We have presented in Mary and Joseph two aspects of discipleship, the active and the passive role. Being a Christian means relying on God’s grace, in trusting his provident care, in believing that God is the primary agent in human life and that he is moving all of human history and us with it to a happy conclusion, and all we must do is open ourselves up to his guidance and initiative.

And yet there are things we must do. Our faith demands action. We have to take the initiative in many situations to meet the needs of others or to correct them. Acting on behalf of charity is where much of the risk of discipleship takes place, and this is essential to the practice of love. We see these two complementary aspects represented by Joseph and Mary, male and female.

Just as each one of us, in our physical being, is the fruit of a coming together of male and female, so too in our spiritual existence there must be a fruitful coming together of male and female. All of our action must take place within the context of a loving trust that God himself is guiding us and those around us through our actions and perhaps in spite of them.

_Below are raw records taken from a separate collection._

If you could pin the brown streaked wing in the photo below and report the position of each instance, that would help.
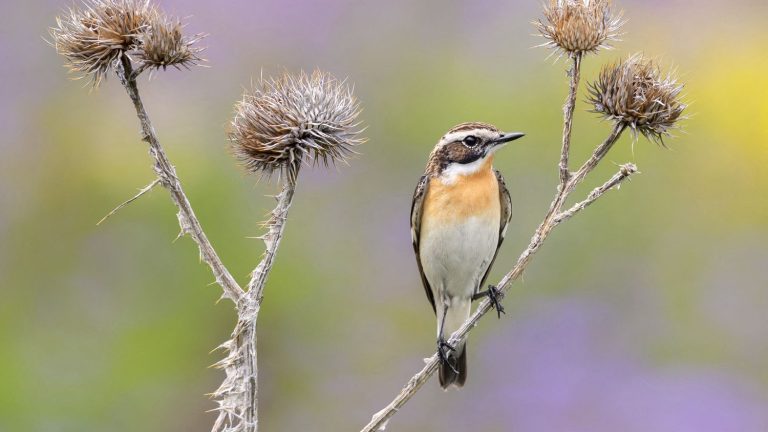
(416, 208)
(506, 216)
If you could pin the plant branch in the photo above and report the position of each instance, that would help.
(575, 74)
(275, 227)
(167, 177)
(142, 191)
(625, 171)
(238, 394)
(551, 220)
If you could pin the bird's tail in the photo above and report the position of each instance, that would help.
(454, 370)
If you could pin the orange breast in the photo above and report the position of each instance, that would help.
(474, 195)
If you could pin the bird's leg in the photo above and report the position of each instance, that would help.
(494, 296)
(442, 346)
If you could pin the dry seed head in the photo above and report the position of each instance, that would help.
(576, 27)
(93, 37)
(163, 45)
(635, 92)
(282, 123)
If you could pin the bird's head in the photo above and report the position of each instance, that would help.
(466, 148)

We must acknowledge times when action would be inappropriate. There are some wrongs committed against us or others that we must simply yield to. There are other difficult situations where the appropriate course isn’t at all obvious. When a family member has gone astray and made a mistake. Do we take action? Will our actions make things worse, driving the person away? These are real difficulties that require discernment and prudent judgment.

Knowing what to do in these situations and in life in general is never a matter of simply splitting the difference between action and inaction, receptivity or initiative. The life of discipleship is a life oriented towards Christ and he is the key to discerning what action is required of us and what patient waiting. Proper discernment in particular instances will always take place against the background of the life of discipleship, of lives recollected in Christ. Through devotion to Christ we arrive at lives of patient waiting and preparedness to act.